I reviewed the code chain, and nothing looks wrong there. The WAN code only starts the OpenVPN instances after WAN comes up. Both the VPN client and server check for ntp_ready to be set, and if it's not set, they wait for up to 5 minutes for it to be set (retrying after increasing wait times). I'm also unable to reproduce the problem here, everything happens in the proper order, and within a normal period of time.

So, either your ISP is taking forever to bring the WAN online, or something else in your configuration is interfering with the boot process.

I'll send you a PM with the link to pastebin. Thanks @RMerlin

 

[bluepoint]

Unless a client has overridden their DNS servers locally. Depends on your objective for privacy, though.

That's why I said, "If you have no clients to filter". DNSFilter is redundant with WAN DOT if your purpose is to force clients to use DOT. DNSFilter is used for exceptions and override hardcoded DNS's.

 

[Reinvented]

If you have no clients to filter, there is no need to use DNSFilter to force evryone to use DOT as long as you enabled DOT in the WAN settings then all pass through that.

Unless a client has overridden their DNS servers locally. Depends on your objective for privacy, though.

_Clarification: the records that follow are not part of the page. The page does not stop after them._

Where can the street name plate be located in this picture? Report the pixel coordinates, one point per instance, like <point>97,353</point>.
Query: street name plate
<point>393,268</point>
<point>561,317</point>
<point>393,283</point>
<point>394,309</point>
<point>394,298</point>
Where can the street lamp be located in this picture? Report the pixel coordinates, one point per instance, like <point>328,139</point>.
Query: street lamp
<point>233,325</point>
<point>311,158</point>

Perfect, that's what I was looking for. For some reason, I was thinking that it was necessary to set DNSFilter to on. It sounded like it needed to be set globally for router and that it didn't filter to clients normally unless explicitly to On/Router.

 

[dave14305]

Perfect, that's what I was looking for. For some reason, I was thinking that it was necessary to set DNSFilter to on. It sounded like it needed to be set globally for router and that it didn't filter to clients normally unless explicitly to On/Router.

I think of it this way:

• Without DNSFilter, DoT is offered to clients as the default DNS path, but can be circumvented by any client on the LAN.
• With DNSFilter set to Router, DoT is enforced as the only DNS path, and cannot be circumvented by any client on the LAN (except with a DNS-over-HTTPS browser or CloudFlare app).

 

[scjr]

I think of it this way:

• Without DNSFilter, DoT is offered to clients as the default DNS path, but can be circumvented by any client on the LAN.
• With DNSFilter set to Router, DoT is enforced as the only DNS path, and cannot be circumvented by any client on the LAN (except with a DNS-over-HTTPS browser or CloudFlare app).

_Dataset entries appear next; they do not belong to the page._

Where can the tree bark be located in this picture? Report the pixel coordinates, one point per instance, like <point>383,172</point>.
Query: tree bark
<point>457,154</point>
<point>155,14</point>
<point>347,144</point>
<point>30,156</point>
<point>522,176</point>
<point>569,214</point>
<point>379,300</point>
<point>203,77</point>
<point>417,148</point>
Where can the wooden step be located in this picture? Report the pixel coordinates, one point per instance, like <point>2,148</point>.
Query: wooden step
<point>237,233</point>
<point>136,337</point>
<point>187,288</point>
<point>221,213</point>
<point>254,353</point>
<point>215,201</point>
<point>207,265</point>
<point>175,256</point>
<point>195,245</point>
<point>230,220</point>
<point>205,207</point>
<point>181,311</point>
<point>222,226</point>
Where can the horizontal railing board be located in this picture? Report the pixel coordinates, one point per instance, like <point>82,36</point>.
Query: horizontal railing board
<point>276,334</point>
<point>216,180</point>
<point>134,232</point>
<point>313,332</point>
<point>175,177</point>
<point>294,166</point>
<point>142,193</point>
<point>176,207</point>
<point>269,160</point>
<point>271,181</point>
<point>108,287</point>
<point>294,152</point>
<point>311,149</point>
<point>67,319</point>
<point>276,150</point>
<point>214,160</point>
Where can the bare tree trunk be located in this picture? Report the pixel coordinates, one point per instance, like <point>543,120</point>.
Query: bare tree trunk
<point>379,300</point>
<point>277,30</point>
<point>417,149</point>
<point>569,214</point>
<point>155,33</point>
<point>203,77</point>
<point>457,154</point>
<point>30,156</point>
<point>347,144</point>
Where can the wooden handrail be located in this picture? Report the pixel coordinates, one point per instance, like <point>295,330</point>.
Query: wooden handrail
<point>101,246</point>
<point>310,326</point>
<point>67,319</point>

This is exactly what I want. Thanks, Dave!

 

[EmeraldDeer]

2) "Connect to DNS server automatically" -- DoT overrides this, correct? Does it matter if it's left on yes or custom input? Would it be possible to hide this field in later builds if DoT is enabled?

• Yes, DoT overrides "Connect to DNS Server automatically" regardless of Yes or No
• When does the override happen? When DoT starts
• What DNS settings are used before DoT starts? "Connect to DNS Server automatically" Yes is the non-DoT DNS servers your ISP set in WAN DHCP, No is whatever non-DoT DNS servers you type in
• Will "Connect to DNS Server automatically" be hidden in later builds? No

 

[MDM]

Dirty upgrade from 384.10_2 all fine.

 

[RMerlin]

But the method I use to bypass DOT, is by using the DNS Filter and setting those clients to a specific DNS. Or is dnsmasq only being used for DOT in this case?

DSNFilter will bypass dnsmasq (unless you set DNSFilter to "Router").

DoT works within the dnsmasq chain - the queries are sent to dnsmasq, which relays them through Stubby instead of your WAN DNS. So DoT benefits both from dnsmasq caching, DNSSEC validation, and rebind protection.